Apple Hospitality REIT is on an expansion program and has a capital allocation strategy that could benefit the business in the long term. It expects modest improvement in consumer sentiment in the coming quarters. While investors should not expect an immediate upside, the company stands out among dividend payers with a solid yield. Cantor Fitzgerald has initiated coverage of the REIT with an “Overweight” rating.
Global Medical REIT
Dividend yield: 9.22%
Global Medical REIT (NYSE: GMRE) is a healthcare REIT that owns and operates over 180 properties and has more than 5.2 million net leasable square feet of specialized facilities. The REIT’s most recent occupancy rate was 94.5%.
It makes money by leasing space in the facility to healthcare systems under triple-net leases. This ensures that the tenants cover taxes, insurance, and maintenance costs while leaving a higher income for the REIT. This generates a predictable stream of rental income.
The demand for healthcare services is going to grow in the coming years, and Global Medical is in a strong position to benefit from the same. It is also expanding its portfolio and investing in new properties to meet the rising demand of the industry. Since its tenants are healthcare systems, it is recession-resistant, and the threat of nonpayment of rent is minimal.
In the second quarter results, the REIT beat estimates and reported funds from operations of $14.3 million. Its revenue came in at $37.9 million, up 10.7% year over year, and the net loss for the quarter was $0.8 million. In the quarter, the company completed the disposition of a medical facility and received gross proceeds of $1.4 billion. The adjusted funds from operation amounted to $16.6 million.
Exchanging hands for $32.55, the REIT is down 14.23% year-to-date. It has a dividend yield of 9.22% and it recently declared a dividend of $0.75. Citizens JMP recently upgraded the stock to “Outperform” with a price target of $40.
AGNC Investment
Dividend yield: 14.52%
AGNC Investment (NASDAQ: AGNC) provides private capital to the housing market in the United States, thus enhancing liquidity across the residential real estate mortgage market. It has a juicy yield of 14.30% and invests in agency residential mortgage-backed securities. The protection makes it a low-risk investment, but AGNC boosts its return potential by investing in mortgage-backed securities on a leveraged basis through repurchase agreements.
The REIT buys debt from the Federal National Mortgage Association (Fannie Mae) and the Federal Home Loan Mortgage Corporation (Freddie Mac), which are both government-sponsored enterprises. While it has a high risk, it also has the potential of a higher return. It pays a monthly dividend and recently declared $0.12 per share.
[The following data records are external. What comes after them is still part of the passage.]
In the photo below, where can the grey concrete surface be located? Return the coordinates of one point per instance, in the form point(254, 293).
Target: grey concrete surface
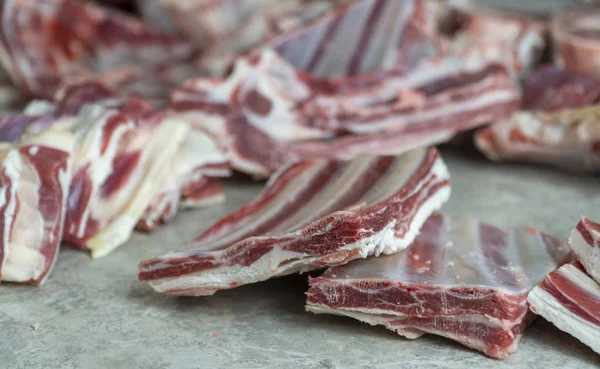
point(95, 314)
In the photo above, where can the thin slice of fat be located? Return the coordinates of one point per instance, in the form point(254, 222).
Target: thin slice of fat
point(164, 144)
point(23, 260)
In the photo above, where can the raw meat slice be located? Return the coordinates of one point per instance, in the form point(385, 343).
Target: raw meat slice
point(576, 33)
point(118, 167)
point(198, 157)
point(34, 180)
point(227, 29)
point(44, 41)
point(561, 127)
point(519, 46)
point(366, 37)
point(265, 100)
point(570, 299)
point(551, 89)
point(568, 139)
point(311, 214)
point(585, 242)
point(460, 278)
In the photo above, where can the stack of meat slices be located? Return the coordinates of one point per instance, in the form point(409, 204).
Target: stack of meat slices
point(460, 279)
point(570, 296)
point(312, 214)
point(34, 182)
point(560, 125)
point(381, 93)
point(125, 174)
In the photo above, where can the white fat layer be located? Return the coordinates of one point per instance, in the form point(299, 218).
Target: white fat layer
point(279, 262)
point(394, 323)
point(207, 201)
point(588, 255)
point(161, 153)
point(479, 102)
point(12, 166)
point(370, 319)
point(544, 304)
point(25, 261)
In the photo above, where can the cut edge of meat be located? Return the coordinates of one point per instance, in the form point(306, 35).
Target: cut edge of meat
point(121, 228)
point(282, 262)
point(547, 305)
point(584, 240)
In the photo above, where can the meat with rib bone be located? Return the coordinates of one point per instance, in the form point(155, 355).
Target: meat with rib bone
point(311, 214)
point(585, 243)
point(460, 278)
point(296, 116)
point(570, 299)
point(118, 167)
point(189, 181)
point(34, 180)
point(576, 33)
point(519, 46)
point(560, 127)
point(45, 41)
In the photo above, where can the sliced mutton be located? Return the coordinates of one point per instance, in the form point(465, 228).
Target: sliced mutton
point(460, 278)
point(295, 116)
point(312, 214)
point(585, 242)
point(119, 163)
point(560, 125)
point(34, 183)
point(570, 299)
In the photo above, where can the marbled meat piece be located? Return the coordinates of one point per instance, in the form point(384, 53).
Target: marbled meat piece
point(311, 214)
point(560, 125)
point(119, 163)
point(519, 45)
point(460, 278)
point(576, 33)
point(34, 181)
point(190, 183)
point(295, 116)
point(570, 300)
point(585, 243)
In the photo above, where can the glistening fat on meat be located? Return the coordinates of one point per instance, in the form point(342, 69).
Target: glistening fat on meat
point(281, 115)
point(576, 33)
point(34, 183)
point(585, 242)
point(118, 168)
point(570, 299)
point(560, 125)
point(312, 214)
point(460, 278)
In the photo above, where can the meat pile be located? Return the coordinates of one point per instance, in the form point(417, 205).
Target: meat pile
point(460, 279)
point(337, 102)
point(570, 296)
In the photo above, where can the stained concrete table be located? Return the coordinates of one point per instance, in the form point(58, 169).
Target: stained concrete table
point(95, 314)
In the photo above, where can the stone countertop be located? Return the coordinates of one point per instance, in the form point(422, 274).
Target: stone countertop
point(95, 314)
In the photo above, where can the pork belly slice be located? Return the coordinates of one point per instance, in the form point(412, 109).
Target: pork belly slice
point(460, 278)
point(296, 117)
point(585, 243)
point(45, 41)
point(196, 160)
point(519, 47)
point(576, 34)
point(34, 181)
point(119, 166)
point(560, 126)
point(311, 214)
point(570, 299)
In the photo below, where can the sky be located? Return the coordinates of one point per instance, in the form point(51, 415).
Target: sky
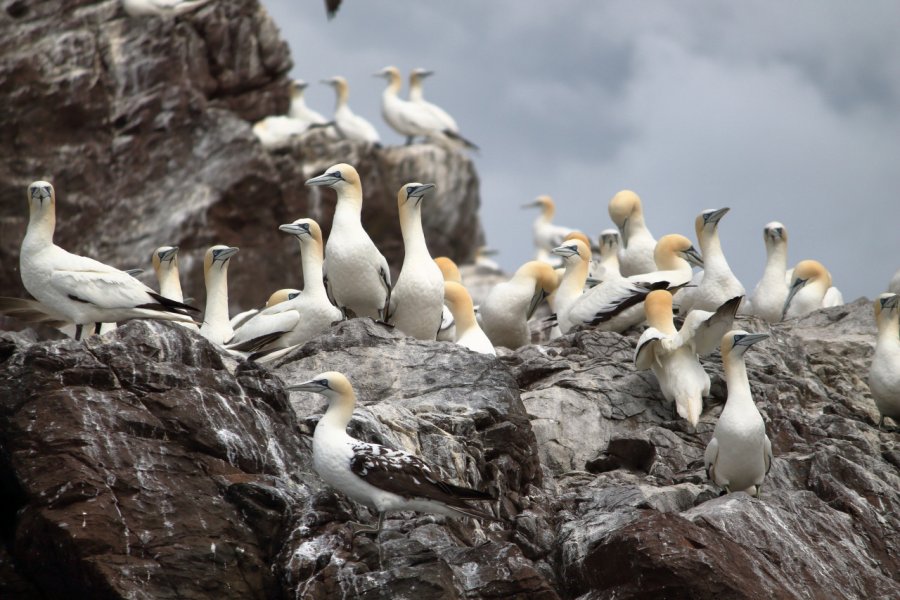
point(782, 111)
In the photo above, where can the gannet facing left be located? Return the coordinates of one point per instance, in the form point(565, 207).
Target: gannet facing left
point(417, 299)
point(739, 454)
point(81, 289)
point(357, 273)
point(374, 475)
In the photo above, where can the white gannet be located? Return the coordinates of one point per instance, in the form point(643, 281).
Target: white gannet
point(348, 124)
point(417, 299)
point(81, 289)
point(216, 326)
point(374, 475)
point(161, 8)
point(547, 236)
point(300, 316)
point(468, 333)
point(810, 290)
point(672, 359)
point(739, 454)
point(509, 305)
point(884, 373)
point(767, 300)
point(638, 244)
point(615, 305)
point(718, 283)
point(358, 275)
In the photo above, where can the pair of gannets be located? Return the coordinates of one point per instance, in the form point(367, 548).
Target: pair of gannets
point(884, 373)
point(672, 354)
point(78, 289)
point(371, 474)
point(350, 125)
This REIT works differently from the other two mentioned here. AGNC is not subject to the management, overhead, and liability costs associated with real estate operations. This allows it to maintain a high profit margin. Piper Sandler has a buy rating on the stock with a price target of $10.50 while Keefe, Bruyette & Woods has an outperform rating.
For the second quarter, the REIT reported earnings of $0.38 per share, missing estimates. However, investors must remember that the broad market outlook has an impact on its performance. Exchanging hands for $9.92, this REIT below $10 can be a smart investment choice. It has gained 6.90% in 2025, 26% in three years and 32% in five years.